Mr Kyriakides was taken to the custody suite at Ipswich Police Station where the alleged assaults took place.
Mr Tidey alleged that PC Pitts had used "unnecessary and excessive force", pinning the prisoner against the custody desk and pulling his head back by his hair.
During a further scuffle, Mr Tidey said CCTV footage showed PC Pitts may have used his right leg to kick the prisoner's head. No charges were brought against Mr Kyriakides.
Mr Kyriakides had made no complaint against PC Pitts and could remember nothing of the incident.
It was only after the video was analysed that Chief Inspector Jim Friend, of Suffolk police's professional and ethical standards section, told Mr Kyriakides of the alleged assault.
Mr Tidey admitted it was difficult to tell from CCTV footage whether PC Pitts' leg had struck the prisoner's head. He could offer no further evidence.
Judge Cooper said the video recording was "subject to various interpretations", adding that it was clear the supposed victim had no memory of the incident.
Dismissing the case, he added: "It is an excellent thing that the police do take this matter seriously. (Their part in it) is not a matter for any criticism whatsoever."
Phil Smith of the police federation, said: "This has been a very dramatic time for Mr Pitts and his family.
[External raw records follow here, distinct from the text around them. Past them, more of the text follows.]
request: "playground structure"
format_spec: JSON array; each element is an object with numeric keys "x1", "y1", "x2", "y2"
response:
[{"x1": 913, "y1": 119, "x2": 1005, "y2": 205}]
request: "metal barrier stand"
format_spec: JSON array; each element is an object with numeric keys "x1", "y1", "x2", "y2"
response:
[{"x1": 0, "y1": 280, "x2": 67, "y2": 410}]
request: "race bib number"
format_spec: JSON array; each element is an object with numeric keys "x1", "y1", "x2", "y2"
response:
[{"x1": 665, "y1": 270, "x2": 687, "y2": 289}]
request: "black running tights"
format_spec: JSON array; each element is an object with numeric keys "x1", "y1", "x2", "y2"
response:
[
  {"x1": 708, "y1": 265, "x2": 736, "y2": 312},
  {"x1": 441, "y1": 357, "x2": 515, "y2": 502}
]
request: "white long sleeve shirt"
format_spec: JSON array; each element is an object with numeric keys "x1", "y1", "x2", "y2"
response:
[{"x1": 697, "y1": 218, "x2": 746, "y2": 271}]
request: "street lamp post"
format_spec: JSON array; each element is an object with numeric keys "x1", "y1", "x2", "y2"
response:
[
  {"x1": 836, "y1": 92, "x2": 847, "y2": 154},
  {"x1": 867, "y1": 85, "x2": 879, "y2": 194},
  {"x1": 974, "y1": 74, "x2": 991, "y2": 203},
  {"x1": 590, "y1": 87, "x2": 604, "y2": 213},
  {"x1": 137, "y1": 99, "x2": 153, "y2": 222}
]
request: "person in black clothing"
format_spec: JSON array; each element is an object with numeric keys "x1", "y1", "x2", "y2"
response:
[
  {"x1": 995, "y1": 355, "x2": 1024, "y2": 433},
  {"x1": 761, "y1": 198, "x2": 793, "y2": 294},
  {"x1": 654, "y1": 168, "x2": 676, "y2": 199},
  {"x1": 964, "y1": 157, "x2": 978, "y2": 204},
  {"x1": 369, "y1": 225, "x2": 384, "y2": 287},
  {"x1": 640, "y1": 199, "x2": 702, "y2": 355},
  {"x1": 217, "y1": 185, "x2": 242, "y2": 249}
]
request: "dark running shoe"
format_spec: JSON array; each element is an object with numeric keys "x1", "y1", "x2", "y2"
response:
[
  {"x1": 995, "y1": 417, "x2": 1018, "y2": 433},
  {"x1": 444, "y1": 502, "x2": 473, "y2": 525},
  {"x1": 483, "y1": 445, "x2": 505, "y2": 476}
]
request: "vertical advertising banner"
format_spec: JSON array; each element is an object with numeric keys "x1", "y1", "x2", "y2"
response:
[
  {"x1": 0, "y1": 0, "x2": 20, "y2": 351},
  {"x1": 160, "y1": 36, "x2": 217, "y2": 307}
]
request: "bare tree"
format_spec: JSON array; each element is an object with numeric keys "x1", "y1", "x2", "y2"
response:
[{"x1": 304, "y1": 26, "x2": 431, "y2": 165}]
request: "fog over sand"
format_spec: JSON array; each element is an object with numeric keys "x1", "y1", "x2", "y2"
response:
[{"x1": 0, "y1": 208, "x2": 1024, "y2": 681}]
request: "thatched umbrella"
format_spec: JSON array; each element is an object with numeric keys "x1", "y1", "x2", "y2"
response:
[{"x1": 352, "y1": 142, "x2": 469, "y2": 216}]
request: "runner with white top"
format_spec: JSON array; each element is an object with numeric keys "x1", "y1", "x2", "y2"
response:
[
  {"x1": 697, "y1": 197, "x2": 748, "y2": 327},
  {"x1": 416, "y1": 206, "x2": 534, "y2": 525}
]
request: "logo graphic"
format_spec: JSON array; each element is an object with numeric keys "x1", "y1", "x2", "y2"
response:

We would expect an early return to duties for him."
He added that Judge Cooper had sent a "clear message" that the case should not have come to court.
"The CPS should reflect on this," he said.
"We as a federation are not asking for special treatment for police officers, merely that they should be given the same consideration as the general public."
A Suffolk police spokesman said Suffolk Constabulary was now deciding whether to take internal disciplinary action and would be making its recommendation to the independent Police Complaints Authority which had supervised the case throughout.
No one from the Crown Prosecution Service was available for comment.